What can we as security professionals do to make this message more understandable? Possibly just speak more clearly, that should do the trick. No, don’t confuse speech quality with speech intelligibility. Speech quality is related to the amount of audible distortion, while intelligibility is the amount of speech that can be recognized correctly.
The serious study of the intelligibility of the spoken word has now reached the security industry and, if not already, it will soon be at a project of yours. This month we will look at some of the terms, methods and equipment used to measure and test speech intelligibility.
Get Acquainted With Audible Terms
Let’s look at some facts concerning human hearing. Most people can hear frequencies within the 20Hz-20kHz range, and in 10 octaves. Speech only covers approximately seven of the 10 octaves (the doubling of any frequency). The bandwidth of human speech is around 125Hz-8kHz; anything else is considered background noise. Most of the acoustical power of human speech is between 250Hz and 4kHz. Listening to the higher frequencies will sound louder than the lower frequencies.
Following are some terms to help better understand speech intelligibility:
Pink noise — Contains all the frequencies within human hearing with a power decrease of 3dB per octave. When we hear pink noise we perceive all of the octaves as sounding equal in loudness. Pink noise is commonly used for room equalization.
White noise — A static sound that has equal energy on every frequency. Every frequency from 20Hz-20kHz is equally represented at the same velocity. Soft, static sound and is useful for sound masking in busy rooms and privacy compliance.
Speech transmission index for public address systems (STIPA) — This is a special audio test signal with speech-like characteristics. Hear a STIPA tone sample at studiosixdigital.com.
Speech transmission index (STI) — The numeric measurement of communication channel characteristics. This is a component of speech intelligibility as it indicates if syllables, words and sentences are comprehensible. An STI of at least 0.5 is desirable in most applications.
Common intelligibility scale (CIS) — A testing reference scale with a mathematical formula using STI. A CIS reading of 0.7 or higher is usually passing.

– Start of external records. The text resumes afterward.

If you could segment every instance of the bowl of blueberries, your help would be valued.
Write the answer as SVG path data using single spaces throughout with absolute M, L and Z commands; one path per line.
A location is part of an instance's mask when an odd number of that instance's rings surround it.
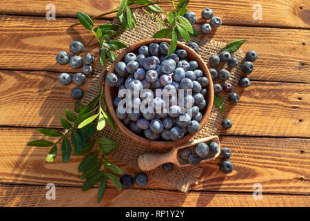
M 124 50 L 105 76 L 105 98 L 121 131 L 152 147 L 184 144 L 207 122 L 214 102 L 211 75 L 191 48 L 149 39 Z

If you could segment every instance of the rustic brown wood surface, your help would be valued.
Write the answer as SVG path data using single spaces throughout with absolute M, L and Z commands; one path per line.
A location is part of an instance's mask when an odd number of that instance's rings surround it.
M 44 161 L 49 148 L 25 144 L 42 137 L 36 127 L 60 128 L 60 117 L 74 104 L 70 97 L 73 84 L 61 86 L 57 78 L 59 73 L 80 70 L 58 65 L 56 53 L 68 50 L 75 39 L 84 42 L 85 51 L 98 55 L 88 30 L 69 27 L 77 21 L 76 11 L 97 15 L 117 7 L 118 1 L 53 2 L 57 18 L 50 21 L 45 17 L 48 1 L 7 0 L 0 7 L 4 14 L 0 15 L 0 206 L 310 206 L 309 1 L 256 1 L 262 20 L 254 21 L 252 1 L 192 0 L 189 10 L 197 14 L 198 23 L 207 7 L 223 19 L 224 25 L 209 37 L 226 42 L 245 38 L 242 50 L 258 53 L 251 86 L 237 88 L 240 103 L 227 106 L 234 126 L 220 136 L 222 147 L 233 152 L 235 170 L 225 175 L 220 159 L 207 163 L 188 193 L 154 179 L 143 189 L 135 186 L 121 193 L 108 183 L 99 204 L 97 187 L 81 190 L 81 157 L 64 164 L 59 155 L 50 164 Z M 127 173 L 138 172 L 114 162 Z M 49 182 L 56 186 L 56 200 L 45 198 Z M 262 186 L 262 200 L 252 196 L 256 183 Z

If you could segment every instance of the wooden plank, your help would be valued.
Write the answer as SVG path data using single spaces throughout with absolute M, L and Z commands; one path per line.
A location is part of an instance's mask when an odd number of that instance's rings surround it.
M 262 193 L 261 200 L 254 200 L 252 193 L 202 191 L 183 193 L 137 189 L 125 190 L 120 193 L 115 189 L 108 188 L 101 203 L 97 204 L 96 188 L 82 192 L 79 188 L 56 186 L 54 200 L 46 200 L 48 191 L 45 186 L 1 185 L 0 206 L 309 206 L 307 195 Z
M 84 42 L 84 52 L 99 55 L 98 42 L 72 19 L 48 21 L 44 18 L 0 16 L 0 69 L 77 72 L 55 60 L 61 50 L 69 51 L 73 40 Z M 100 24 L 105 21 L 96 21 Z M 242 48 L 256 50 L 258 59 L 251 79 L 310 82 L 310 30 L 222 26 L 211 35 L 229 42 L 247 39 Z M 97 61 L 98 61 L 97 59 Z
M 45 162 L 49 148 L 25 145 L 41 137 L 32 128 L 0 128 L 0 183 L 81 186 L 77 168 L 82 157 L 64 164 L 59 154 L 53 163 Z M 234 171 L 225 175 L 219 169 L 220 160 L 207 163 L 198 184 L 191 189 L 249 193 L 260 183 L 264 193 L 310 194 L 309 139 L 220 136 L 220 142 L 233 153 Z M 138 172 L 116 163 L 126 173 Z M 174 189 L 154 179 L 145 189 Z
M 61 128 L 65 108 L 74 106 L 70 90 L 74 86 L 61 86 L 58 75 L 0 71 L 0 125 Z M 87 85 L 82 88 L 86 91 Z M 223 134 L 310 137 L 309 84 L 252 81 L 250 87 L 236 91 L 240 102 L 226 107 L 234 125 Z
M 30 15 L 45 16 L 50 3 L 45 1 L 35 0 L 7 0 L 1 6 L 0 12 L 11 15 Z M 78 10 L 91 16 L 96 16 L 107 12 L 119 5 L 119 0 L 95 1 L 86 0 L 70 1 L 56 0 L 53 3 L 56 7 L 56 17 L 76 17 Z M 262 7 L 262 17 L 254 19 L 253 15 L 257 10 L 254 4 Z M 171 4 L 160 4 L 165 10 L 172 10 Z M 310 28 L 310 4 L 307 0 L 298 1 L 264 1 L 251 0 L 232 1 L 204 1 L 192 0 L 188 7 L 189 11 L 194 11 L 198 17 L 199 23 L 205 22 L 200 17 L 201 10 L 206 7 L 211 8 L 215 16 L 223 19 L 224 24 L 267 26 L 276 27 Z M 105 17 L 112 19 L 114 15 Z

NFPA, DoD Sources of Standards
Speech intelligibility standards are referenced in two organizations: the National Fire Protection Association (NFPA) and the Department of Defense (DoD). Security professionals can now freely review NFPA 72-2010 at nfpa.org; DoD mass notification systems (MNS) documentation can be referenced at wbdg.org/ccb/DOD/UFC/ufc_4_021_01.pdf.

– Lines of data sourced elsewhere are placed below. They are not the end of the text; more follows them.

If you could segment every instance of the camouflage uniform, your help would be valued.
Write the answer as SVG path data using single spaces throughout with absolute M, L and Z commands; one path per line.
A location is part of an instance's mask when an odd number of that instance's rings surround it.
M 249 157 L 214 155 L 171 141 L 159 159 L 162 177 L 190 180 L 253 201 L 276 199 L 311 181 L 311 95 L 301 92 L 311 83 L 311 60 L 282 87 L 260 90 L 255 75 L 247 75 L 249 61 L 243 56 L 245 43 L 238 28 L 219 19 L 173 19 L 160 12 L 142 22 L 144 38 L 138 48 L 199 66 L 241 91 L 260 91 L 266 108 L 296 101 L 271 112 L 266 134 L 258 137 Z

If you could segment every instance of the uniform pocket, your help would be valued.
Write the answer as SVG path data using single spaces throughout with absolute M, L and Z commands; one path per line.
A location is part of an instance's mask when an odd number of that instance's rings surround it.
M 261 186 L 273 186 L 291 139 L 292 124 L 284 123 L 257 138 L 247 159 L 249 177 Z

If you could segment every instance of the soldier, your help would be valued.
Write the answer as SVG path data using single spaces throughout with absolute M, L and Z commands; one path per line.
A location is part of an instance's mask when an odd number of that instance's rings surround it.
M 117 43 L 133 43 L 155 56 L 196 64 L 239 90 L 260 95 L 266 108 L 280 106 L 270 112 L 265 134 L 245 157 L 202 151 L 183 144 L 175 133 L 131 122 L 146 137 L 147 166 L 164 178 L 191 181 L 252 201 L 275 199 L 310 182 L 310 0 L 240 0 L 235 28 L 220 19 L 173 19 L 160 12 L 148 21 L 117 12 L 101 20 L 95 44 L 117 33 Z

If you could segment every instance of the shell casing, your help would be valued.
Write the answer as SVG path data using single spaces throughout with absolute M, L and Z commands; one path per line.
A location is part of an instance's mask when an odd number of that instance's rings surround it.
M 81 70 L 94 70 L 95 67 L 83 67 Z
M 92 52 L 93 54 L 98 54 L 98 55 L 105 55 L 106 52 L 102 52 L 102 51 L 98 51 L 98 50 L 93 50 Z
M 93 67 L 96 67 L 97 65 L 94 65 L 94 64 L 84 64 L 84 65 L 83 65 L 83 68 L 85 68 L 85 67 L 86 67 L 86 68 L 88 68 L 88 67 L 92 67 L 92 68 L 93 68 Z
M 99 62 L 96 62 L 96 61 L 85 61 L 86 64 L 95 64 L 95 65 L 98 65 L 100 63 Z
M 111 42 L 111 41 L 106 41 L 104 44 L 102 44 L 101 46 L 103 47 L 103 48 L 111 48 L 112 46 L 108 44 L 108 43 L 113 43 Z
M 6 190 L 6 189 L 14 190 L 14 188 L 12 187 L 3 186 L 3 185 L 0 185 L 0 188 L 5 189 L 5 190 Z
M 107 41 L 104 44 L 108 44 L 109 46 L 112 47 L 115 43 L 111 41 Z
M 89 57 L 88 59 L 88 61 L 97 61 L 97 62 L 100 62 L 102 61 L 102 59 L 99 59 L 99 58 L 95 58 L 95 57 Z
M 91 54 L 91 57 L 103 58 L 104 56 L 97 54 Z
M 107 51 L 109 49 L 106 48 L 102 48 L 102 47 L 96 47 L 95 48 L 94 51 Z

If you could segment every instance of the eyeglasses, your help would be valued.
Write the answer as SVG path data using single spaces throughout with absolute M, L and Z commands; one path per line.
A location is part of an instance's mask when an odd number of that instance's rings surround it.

NFPA 72–2010 makes considerable reference to MNS and emergency communication systems. I particularly recommend checking chapters 18 (Notification Appliances) and 24 (Emergency Communication Systems). While this document suggests speech intelligibility compliance and testing, it leaves the particulars up to the AHJ and designing engineers. However, it provides more guidance to the AHJ about how to evaluate your compliance.
Did you know that any government building with more than 12 people is supposed to have a MNS? DoD UFC 4-021-01, Design of Mass Notification Systems, is a good, free reference source for speech/voice intelligibility design.

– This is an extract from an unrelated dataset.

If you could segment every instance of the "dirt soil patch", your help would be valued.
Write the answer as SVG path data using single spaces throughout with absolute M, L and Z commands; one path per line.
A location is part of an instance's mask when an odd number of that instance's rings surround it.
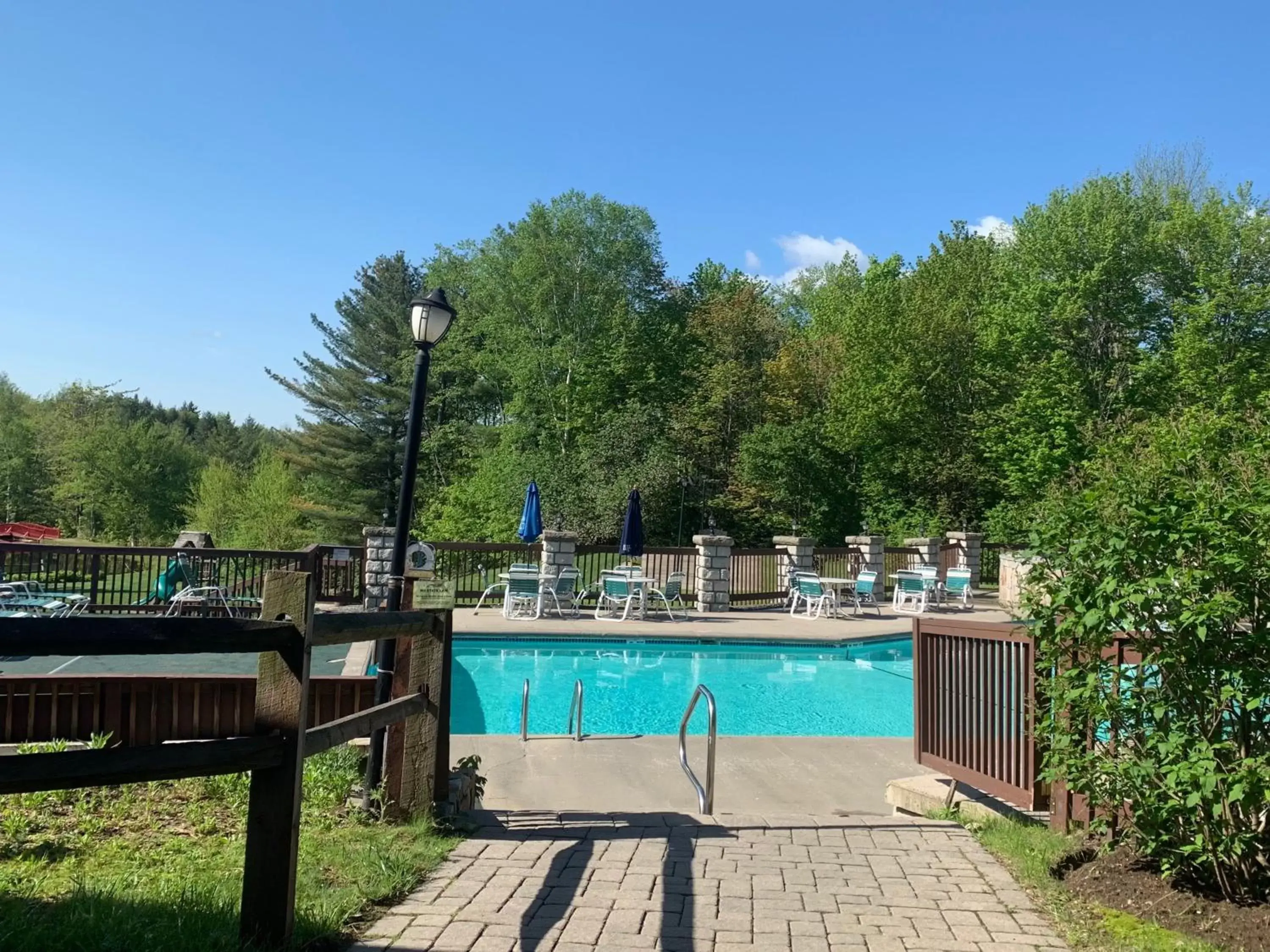
M 1081 899 L 1119 909 L 1232 952 L 1270 952 L 1270 905 L 1236 905 L 1161 878 L 1129 849 L 1088 850 L 1062 872 Z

Nice Devices to Test Effectiveness
Now that you have an idea of what to look for in speech intelligibility, how do you go about testing to see if a system complies to design specifications? Fortunately, there are some outstanding products out there to help.
Gold Line (gold-line.com) of West Redding, Conn., has pioneered speech intelligence testing for years. I appreciate how the company has carefully selected and designed equipment that will give the security professional reliable documented readings. For example, the Talkbox injects STIPA tones directly into fire evacuation systems via push-to-talk microphones, thereby testing all components of a MNS. Then there’s the DSP2B intelligibility meter with OPTCVOW Platinum software (see Tool Tip) for recording STI and CIS readings for MNS performance confirmation. The device is standalone and testing can be done with or without the assistance of a computer.
Improvements in the performance of iOS mobile platforms have opened up new opportunities for using these devices to do STIPA-type testing. Companies such as Studio Six Digital (studiosixdigital.com) now offer iOS apps like STIPA Basic and STIPA Pro for speech intelligibility testing. The firm has just released its iTestMic device (see photo).